他的意识不断地飘向身后的方向,飘向那个坐在后排的、深紫色短发的女生。
他能感觉到她的存在。
不是通过视觉或听觉,而是通过一种更原始的、更直接的感知方式。
就像身后有一团温暖的、柔软的热源,即使不回头看,也能清楚地感知到它的位置、它的温度、它的每一次微小的波动。
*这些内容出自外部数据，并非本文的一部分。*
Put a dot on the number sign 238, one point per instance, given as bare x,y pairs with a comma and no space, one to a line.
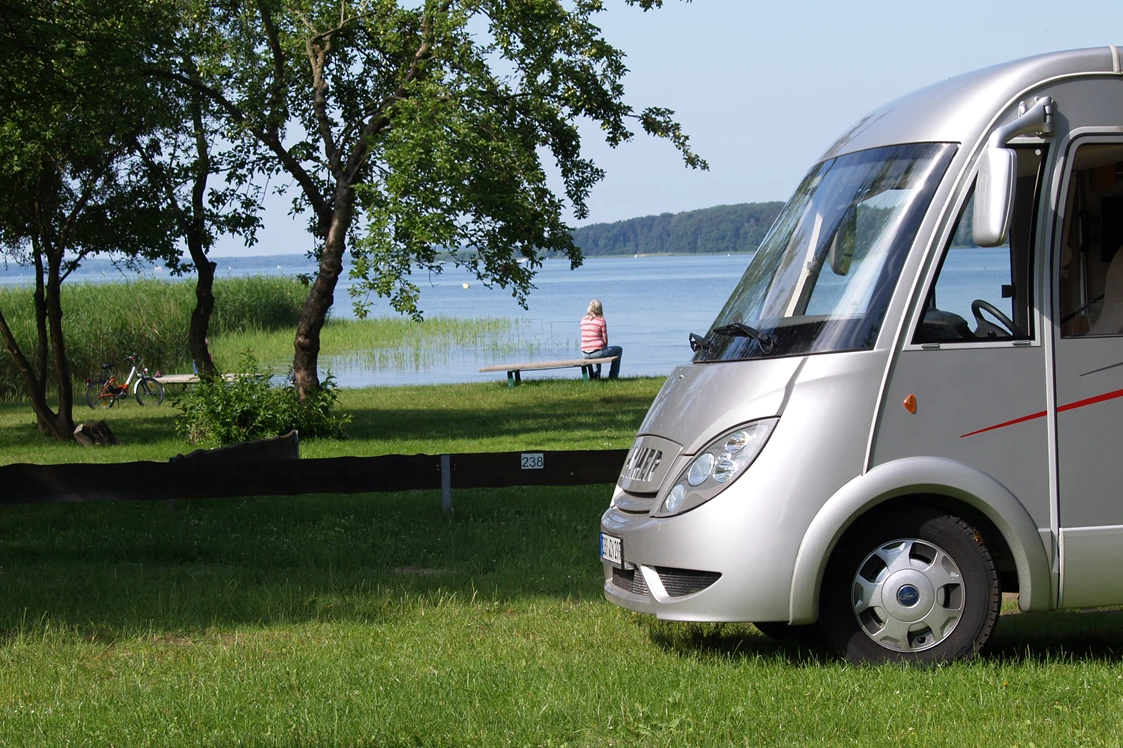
532,462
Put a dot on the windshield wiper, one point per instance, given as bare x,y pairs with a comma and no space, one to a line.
699,343
742,330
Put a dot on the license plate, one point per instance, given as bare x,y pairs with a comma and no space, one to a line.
612,549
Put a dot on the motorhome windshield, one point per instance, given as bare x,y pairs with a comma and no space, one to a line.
823,276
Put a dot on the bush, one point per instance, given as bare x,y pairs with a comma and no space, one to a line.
221,411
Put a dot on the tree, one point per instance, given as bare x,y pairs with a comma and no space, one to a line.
180,161
67,184
410,127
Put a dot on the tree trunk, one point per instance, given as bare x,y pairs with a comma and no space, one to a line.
307,345
49,422
64,425
200,318
195,234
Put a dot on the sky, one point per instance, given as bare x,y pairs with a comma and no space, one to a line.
763,89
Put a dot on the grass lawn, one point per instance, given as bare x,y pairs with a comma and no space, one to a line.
409,420
376,620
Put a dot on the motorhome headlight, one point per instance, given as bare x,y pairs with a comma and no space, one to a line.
717,466
674,499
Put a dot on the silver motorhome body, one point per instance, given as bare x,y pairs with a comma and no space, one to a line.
878,372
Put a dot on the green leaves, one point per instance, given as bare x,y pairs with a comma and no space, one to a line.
221,411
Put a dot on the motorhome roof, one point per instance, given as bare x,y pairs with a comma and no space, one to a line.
961,109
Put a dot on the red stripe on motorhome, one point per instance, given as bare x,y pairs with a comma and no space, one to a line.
1071,406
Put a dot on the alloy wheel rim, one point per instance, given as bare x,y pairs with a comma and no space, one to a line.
907,595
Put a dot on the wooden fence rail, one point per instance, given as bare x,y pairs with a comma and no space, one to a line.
189,479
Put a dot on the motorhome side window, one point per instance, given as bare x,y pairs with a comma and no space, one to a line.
1090,260
985,293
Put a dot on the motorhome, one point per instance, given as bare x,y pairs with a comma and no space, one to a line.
907,406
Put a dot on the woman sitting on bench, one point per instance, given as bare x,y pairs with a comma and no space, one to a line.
594,339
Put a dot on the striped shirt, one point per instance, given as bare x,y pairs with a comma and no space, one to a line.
594,334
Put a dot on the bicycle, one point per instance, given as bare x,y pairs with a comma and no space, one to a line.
102,392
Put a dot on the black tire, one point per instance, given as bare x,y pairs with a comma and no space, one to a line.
915,585
149,392
92,390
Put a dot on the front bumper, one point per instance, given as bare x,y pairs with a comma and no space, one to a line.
701,566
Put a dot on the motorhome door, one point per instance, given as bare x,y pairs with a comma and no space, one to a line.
1088,336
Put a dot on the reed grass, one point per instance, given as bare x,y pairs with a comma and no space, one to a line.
107,321
257,315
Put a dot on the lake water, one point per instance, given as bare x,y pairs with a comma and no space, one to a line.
651,306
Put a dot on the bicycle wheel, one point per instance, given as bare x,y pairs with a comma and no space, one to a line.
97,395
148,391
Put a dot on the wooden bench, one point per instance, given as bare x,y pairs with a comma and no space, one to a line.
184,380
514,370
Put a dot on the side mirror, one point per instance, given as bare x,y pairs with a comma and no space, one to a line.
994,195
994,190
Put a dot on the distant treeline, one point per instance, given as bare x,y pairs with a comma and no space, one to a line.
719,229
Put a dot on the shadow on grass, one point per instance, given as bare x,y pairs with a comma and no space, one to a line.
1039,638
1062,635
527,411
737,641
111,571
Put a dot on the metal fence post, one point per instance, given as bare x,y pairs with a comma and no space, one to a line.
446,484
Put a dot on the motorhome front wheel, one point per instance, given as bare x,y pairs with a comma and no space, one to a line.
916,585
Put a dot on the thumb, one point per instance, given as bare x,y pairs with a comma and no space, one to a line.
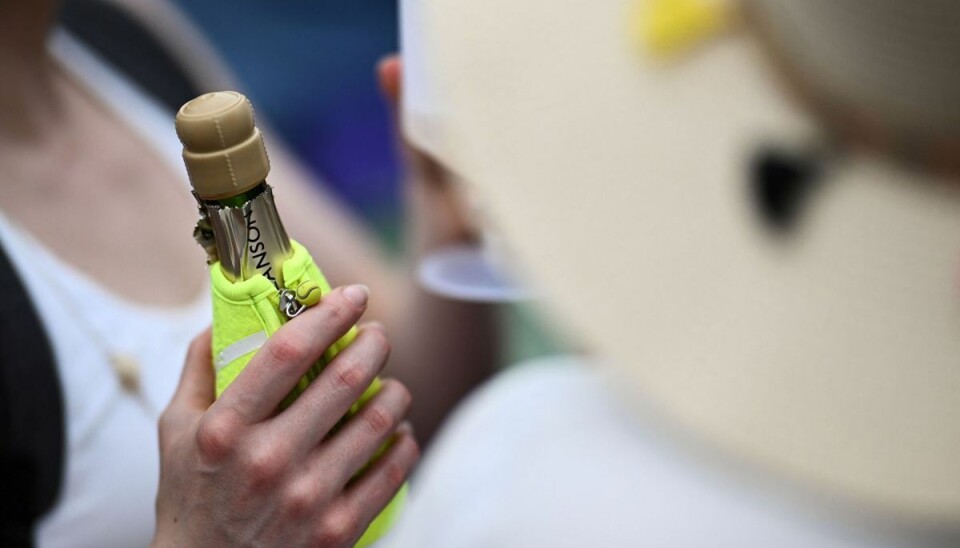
389,71
196,389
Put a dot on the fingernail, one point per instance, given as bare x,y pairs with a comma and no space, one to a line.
357,294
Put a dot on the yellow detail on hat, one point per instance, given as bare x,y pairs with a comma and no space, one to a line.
665,28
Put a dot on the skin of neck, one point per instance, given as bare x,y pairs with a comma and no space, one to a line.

第五节课的时候,他听到了身后传来一声极其轻微的、几乎被教室里的环境音完全掩盖的声音。
像是吸了一口气。
又像是咬住了什么东西。
他没有回头。
但他的后颈汗毛竖了起来。
终于,放学铃响了。
教室里立刻喧闹起来。
椅子拖动的声音、收拾书包的声音、同学之间道别的声音混成一片。
千叶树慢吞吞地把课本塞进书包,然后又从书包里拿出来放在桌上,然后又塞回去。
他在拖延时间,但他不知道自己在拖延什么。
"千叶,我先走了啊。"同桌背起书包,"加油打扫。"
"嗯。"
"记得把窗户关好,上次值日的人忘了关窗户,被班主任骂了一顿。"
"知道了。"
同桌走了。
其他同学也陆陆续续地离开了。
有人跟千叶树打了个招呼,有人跟真子说了句"辛苦了",有人什么都没说就走了。
教室里的人越来越少,声音越来越稀疏,像退潮的海水一样慢慢地、不可逆转地消退。
最后一个同学关上了教室前门,脚步声在走廊里渐渐远去。
教室里只剩下两个人了。
千叶树坐在自己的座位上。
姬宫真坐在他后面一排的座位上。
两个人之间隔着一张课桌的距离。
教室里安静得能听到墙上时钟秒针走动的声音。"嘀嗒、嘀嗒、嘀嗒",每一声都像是有人用指节敲在耳膜上。
窗外的夕阳正在下沉。
橘红色的光线透过没有拉上的窗帘斜射进来,在教室的地板上、课桌上、椅背上铺了一层温暖的、流动的光。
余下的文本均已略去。